Quand on regarde l’épisode à travers ce prisme, on comprend que cette histoire d’honneur est plus une fable qu’on raconte aux villageois pour leur faire prendre les armes, qu’une véritable valeur à laquelle tout le monde croit. Qu’il y a une influence culturelle qui se joue, en plus d’une influence financière (la fameuse récompense en monnaie sonnante et trébuchante promise à quiconque met la main sur les deux amoureuses), et qu’en fait la première découle de la première. Qu’il y a toutes sortes de mécanismes par lesquels la toute-puissance de Peeral ne saurait être contestée, et quand bien même on le voudrait qu’on ne le pourrait pas ! Certainement pas avec une police qui répond aux ordres du suzerain local. Par conséquent, on perçoit mieux le rôle plus vaste que s’apprête à jouer ASP Arsalan dans cette situation.

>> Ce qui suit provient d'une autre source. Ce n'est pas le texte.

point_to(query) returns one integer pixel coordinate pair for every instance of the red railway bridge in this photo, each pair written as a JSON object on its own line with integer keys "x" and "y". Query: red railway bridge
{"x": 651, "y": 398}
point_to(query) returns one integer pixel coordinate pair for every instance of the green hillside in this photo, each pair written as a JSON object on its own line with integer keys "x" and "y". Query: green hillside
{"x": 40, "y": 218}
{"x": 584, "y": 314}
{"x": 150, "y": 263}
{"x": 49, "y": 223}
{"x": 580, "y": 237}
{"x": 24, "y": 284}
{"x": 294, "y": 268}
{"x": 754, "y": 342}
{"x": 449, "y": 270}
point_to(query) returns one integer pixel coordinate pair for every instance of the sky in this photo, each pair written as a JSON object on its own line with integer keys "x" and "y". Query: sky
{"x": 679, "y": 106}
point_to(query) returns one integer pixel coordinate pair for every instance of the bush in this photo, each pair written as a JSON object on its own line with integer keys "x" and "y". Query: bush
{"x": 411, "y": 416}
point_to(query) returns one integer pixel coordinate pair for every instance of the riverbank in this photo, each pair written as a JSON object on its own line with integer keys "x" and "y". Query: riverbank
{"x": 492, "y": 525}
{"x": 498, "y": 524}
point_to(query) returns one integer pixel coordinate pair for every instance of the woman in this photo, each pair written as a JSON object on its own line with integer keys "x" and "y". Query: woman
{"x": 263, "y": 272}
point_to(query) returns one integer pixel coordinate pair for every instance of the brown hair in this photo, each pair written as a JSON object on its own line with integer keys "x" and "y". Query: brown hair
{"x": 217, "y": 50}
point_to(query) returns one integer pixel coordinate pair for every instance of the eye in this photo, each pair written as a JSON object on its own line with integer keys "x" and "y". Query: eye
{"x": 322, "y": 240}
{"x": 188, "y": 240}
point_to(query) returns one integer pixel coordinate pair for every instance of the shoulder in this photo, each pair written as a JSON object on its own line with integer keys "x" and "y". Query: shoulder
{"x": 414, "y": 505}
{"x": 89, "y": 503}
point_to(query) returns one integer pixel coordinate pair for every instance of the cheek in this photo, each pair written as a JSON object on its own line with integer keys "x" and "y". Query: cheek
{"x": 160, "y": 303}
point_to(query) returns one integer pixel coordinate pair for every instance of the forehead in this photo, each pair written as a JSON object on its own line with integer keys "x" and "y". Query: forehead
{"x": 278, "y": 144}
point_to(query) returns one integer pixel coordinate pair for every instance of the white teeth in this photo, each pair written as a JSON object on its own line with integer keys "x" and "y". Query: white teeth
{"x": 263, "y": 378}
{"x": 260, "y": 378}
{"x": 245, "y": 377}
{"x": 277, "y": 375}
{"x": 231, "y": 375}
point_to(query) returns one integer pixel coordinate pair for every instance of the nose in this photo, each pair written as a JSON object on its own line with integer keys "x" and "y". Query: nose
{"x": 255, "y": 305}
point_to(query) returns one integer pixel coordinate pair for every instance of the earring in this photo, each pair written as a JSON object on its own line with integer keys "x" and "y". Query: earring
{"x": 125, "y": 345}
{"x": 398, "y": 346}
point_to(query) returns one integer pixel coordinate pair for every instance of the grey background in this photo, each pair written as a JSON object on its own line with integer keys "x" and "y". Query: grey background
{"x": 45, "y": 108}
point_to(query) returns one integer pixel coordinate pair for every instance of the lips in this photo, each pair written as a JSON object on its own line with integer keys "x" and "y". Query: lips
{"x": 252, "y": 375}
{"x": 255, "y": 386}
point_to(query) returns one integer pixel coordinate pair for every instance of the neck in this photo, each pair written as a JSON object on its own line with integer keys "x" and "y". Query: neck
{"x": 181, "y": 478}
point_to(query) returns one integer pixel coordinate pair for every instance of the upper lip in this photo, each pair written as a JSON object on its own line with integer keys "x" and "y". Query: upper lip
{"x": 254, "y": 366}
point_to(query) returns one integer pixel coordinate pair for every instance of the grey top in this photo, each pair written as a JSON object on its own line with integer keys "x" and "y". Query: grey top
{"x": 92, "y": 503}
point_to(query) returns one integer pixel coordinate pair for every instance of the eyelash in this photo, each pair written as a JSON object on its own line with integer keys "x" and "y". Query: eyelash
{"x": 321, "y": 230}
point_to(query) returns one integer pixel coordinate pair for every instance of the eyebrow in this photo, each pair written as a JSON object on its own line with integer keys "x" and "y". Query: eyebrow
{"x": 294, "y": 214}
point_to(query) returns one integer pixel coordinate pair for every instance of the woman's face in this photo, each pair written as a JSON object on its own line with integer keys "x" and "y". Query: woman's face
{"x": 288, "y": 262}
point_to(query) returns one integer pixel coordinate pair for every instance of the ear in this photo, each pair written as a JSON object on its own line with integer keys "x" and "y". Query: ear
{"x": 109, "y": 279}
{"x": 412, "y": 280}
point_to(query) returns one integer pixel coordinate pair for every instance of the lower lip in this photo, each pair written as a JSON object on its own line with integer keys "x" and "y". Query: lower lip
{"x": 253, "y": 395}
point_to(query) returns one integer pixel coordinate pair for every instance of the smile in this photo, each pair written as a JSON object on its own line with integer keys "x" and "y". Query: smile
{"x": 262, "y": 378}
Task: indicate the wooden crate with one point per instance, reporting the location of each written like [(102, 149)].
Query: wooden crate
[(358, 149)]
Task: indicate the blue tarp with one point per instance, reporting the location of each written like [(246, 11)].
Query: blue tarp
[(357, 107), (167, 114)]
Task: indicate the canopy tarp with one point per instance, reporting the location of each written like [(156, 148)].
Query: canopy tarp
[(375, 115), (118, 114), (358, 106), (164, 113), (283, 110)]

Sûrement qu’on ne perçoit, même avec ces éléments de contexte, pas toutes les nuances. Mais suffisamment pour sortir des stéréotypes et interprétations de surface, en tout cas. On ne répare pas les fossés culturels sur la base de seulement deux séries… mais enfin, ça permet au moins de ne pas passer à côté de ce qui se joue dramatiquement. Pour aujourd’hui, c’est déjà bien.
Je viens de me réveiller, donc je n’ai pas grand-chose à raconter, surtout que j’ai encore moins d’expérience de la télé pakistanaise que toi, mais je voulais laisser un commentaire pour te remercier de l’article et lde ‘éducation sur l’histoire télévisuelle au Pakistan. Et aussi je savais pas que la comédie musicale des Misérables (si c’est bien celle de Broadway ?) avait été traduite en français, donc j’apprends plein de choses u.u
Alors, fun fact additionnel, en fait la comédie musicale a été créée en français !
😮 Je ne savais pas ! J’apprends plein de choses !
Haha, heureuse de parler de comédies musicales ! Ce qui ne m’arrive plus très souvent.